When I post an article of my own or share one from another author in favor of candidate Bernie Sanders, I can usually expect to be inundated by a flood of contrary comments. Whether these are from paid trolls lying in wait beneath gloomy bridges crossing the fetid stream of misinformation; or deluded, self-immolating fanatics who truly believe that billionaires have their best interests at heart, the crux of their counterarguments is usually wrapped up in emotionally charged power words. A couple of the more effective of these terms are “socialism” – designed to frighten the children with visions of a commie boogeyman lurking beneath their beds, and “capitalism,” which is then used as a comforting security blanket, which the kiddies can use to protect themselves from these drooling, bleeding heart wraiths, if only they will wrap it protectively around them.
But, just like the terms anti-abortion, family values, prayer in schools, right to bear arms (insert your favorite false flag here), capitalism is really just a smokescreen word used to dredge up perceptions of security among those of us who survived the horrors of the Cold War. This country became the great nation that it is, or so the story goes, because of the blessings and bounties of capitalism. Therefore, continuing in this great tradition of the unrestricted free market surely must be in everybody’s best interests.
However, along with the other pretty banners behind which political candidates hide their true nefarious intentions, the word capitalism bears no relation to reality in how it governs the behavior of those who claim allegiance to it. The billionaire bankers certainly were not restrained by sacred free market principles when they accepted billions in government bailout money, and allegiance to capitalism doesn’t deter fat cat sports team owners from accepting public welfare to build new stadiums. Furthermore, adherence to laissez-faire philosophy never has amounted to much with the elected advocates of big business. From its inception that Grand Old Party that serves as the sword and shield of the rich has incorporated policies based upon those same insidious, destructive socialist ideas they decry in Bernie Sanders. Strangely enough, when and where they have done this the result has been prosperity for millions; not necessarily for billionaires but for the masses.

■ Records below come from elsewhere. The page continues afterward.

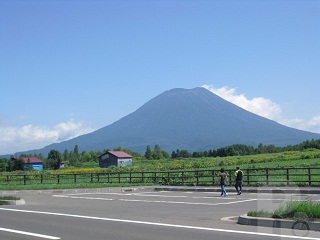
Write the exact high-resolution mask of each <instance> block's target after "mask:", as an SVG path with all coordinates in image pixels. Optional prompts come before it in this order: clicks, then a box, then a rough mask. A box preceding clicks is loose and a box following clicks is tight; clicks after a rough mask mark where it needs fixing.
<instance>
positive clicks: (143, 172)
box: [0, 149, 320, 190]
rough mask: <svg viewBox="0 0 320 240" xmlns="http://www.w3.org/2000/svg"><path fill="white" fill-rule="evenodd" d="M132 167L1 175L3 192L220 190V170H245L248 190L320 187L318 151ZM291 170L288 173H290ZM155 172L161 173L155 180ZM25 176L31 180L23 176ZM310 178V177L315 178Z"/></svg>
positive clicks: (73, 169) (163, 162)
mask: <svg viewBox="0 0 320 240" xmlns="http://www.w3.org/2000/svg"><path fill="white" fill-rule="evenodd" d="M133 163H134V165H133V166H128V167H121V168H117V167H109V168H99V167H98V164H97V163H90V164H89V166H90V167H83V168H65V169H60V170H56V171H34V170H33V171H25V172H11V173H2V174H0V189H2V190H14V189H50V188H90V187H107V186H108V187H111V186H134V185H158V184H170V185H211V186H212V185H218V181H219V179H218V178H219V169H220V168H221V167H224V168H225V169H226V170H227V172H228V174H229V176H230V175H232V174H233V172H234V169H235V168H236V166H240V167H241V168H242V169H243V170H244V178H245V179H244V183H245V184H247V185H252V186H263V185H267V184H268V185H281V186H283V185H289V184H290V185H292V184H295V185H299V186H305V185H309V184H310V180H311V181H312V185H320V180H319V183H317V181H316V180H315V179H320V169H317V167H320V150H318V149H308V150H305V151H290V152H282V153H273V154H259V155H250V156H233V157H223V158H222V157H217V158H188V159H175V160H172V159H170V160H166V159H163V160H141V159H133ZM287 168H290V169H289V170H290V172H289V170H288V169H287ZM295 168H311V169H309V170H308V169H295ZM266 169H272V170H266ZM195 171H196V172H195ZM142 172H143V173H142ZM154 172H157V173H156V176H155V173H154ZM288 173H289V174H290V177H288ZM8 174H9V175H8ZM19 174H21V175H19ZM25 174H27V175H26V176H24V175H25ZM309 175H312V179H310V176H309ZM231 180H232V179H231Z"/></svg>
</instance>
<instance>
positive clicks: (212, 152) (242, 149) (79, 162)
mask: <svg viewBox="0 0 320 240" xmlns="http://www.w3.org/2000/svg"><path fill="white" fill-rule="evenodd" d="M309 148H316V149H320V139H318V140H314V139H312V140H307V141H304V142H302V143H300V144H297V145H289V146H285V147H276V146H275V145H272V144H271V145H263V144H259V145H258V146H257V147H253V146H247V145H243V144H233V145H230V146H227V147H223V148H218V149H212V150H208V151H207V150H206V151H198V152H189V151H188V150H179V149H177V150H176V151H173V152H172V153H171V156H170V155H169V154H168V153H167V152H166V151H164V150H162V149H161V147H160V146H159V145H158V144H156V145H155V147H154V148H153V149H152V148H151V147H150V146H147V148H146V151H145V153H144V154H141V153H137V152H133V151H131V150H129V149H126V148H122V147H120V146H119V147H117V148H115V149H113V150H114V151H123V152H126V153H128V154H130V155H132V156H133V157H134V158H139V159H147V160H160V159H177V158H203V157H227V156H245V155H254V154H264V153H279V152H284V151H301V150H304V149H309ZM109 150H110V149H104V150H103V151H90V152H87V151H82V152H81V153H80V152H79V147H78V145H75V147H74V149H73V150H71V151H69V150H67V149H66V150H65V151H64V152H63V153H60V152H59V151H58V150H54V149H53V150H51V151H50V152H49V153H48V156H47V157H44V156H43V155H42V154H41V153H40V154H33V155H21V156H20V157H19V158H18V160H15V159H14V158H13V156H12V157H11V158H10V159H6V158H0V172H11V171H19V170H21V171H22V170H28V166H26V165H25V164H24V162H23V161H22V159H21V157H37V158H39V159H41V160H42V161H43V167H44V169H45V170H56V169H59V168H60V165H61V163H62V162H64V163H67V165H68V166H69V167H82V166H84V165H85V163H90V162H93V163H97V162H98V157H99V156H100V155H102V154H103V153H105V152H106V151H109Z"/></svg>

One need look no further than the first Republican President, Abraham Lincoln, for an example of the Republican party’s immediate and ongoing commitment to socialist ideals. The Homestead Act, which he signed into law in 1862, gave 160 acres to claimants who only had to pay a small filing fee. Future amendments doubled, and eventually quadrupled this land allotment. Millions of acres were distributed in this fashion and middle class prosperity, stemming from real estate wealth, probably sprouted into life with this law. But when we get right down to it, the Homestead Act was basically socialist agrarian land redistribution on a scale that would make Mao Zedong or Fidel Castro dance in their little red boots.
Of course, the GOP brain trust would collectively roll over in its sleep at being accused of such heretical behavior, and would find clever ways to re-label that annoying “agrarian reform” term to something more philosophically digestible. But history soon moves us along to Republican Theodore Roosevelt’s “Square Deal” policies of trust busting and regulating abusive corporate practices, then works its way up to Republican Richard Nixon’s proposals for universal health care, and suddenly the whole GOP powder room starts to stink of that foul “s” word.
As it turns out, most politicians, Republicans included, are not against socialism when the benefits will get them votes from their constituents. They can try to wrap the ugly cardboard box of socialism up in pretty paper with a bow on top and give it to the voters for Christmas, but over the long history of this nation socialism by any other name is still socialism, and guess what? It’s not just for Bernie anymore, nor has it ever been.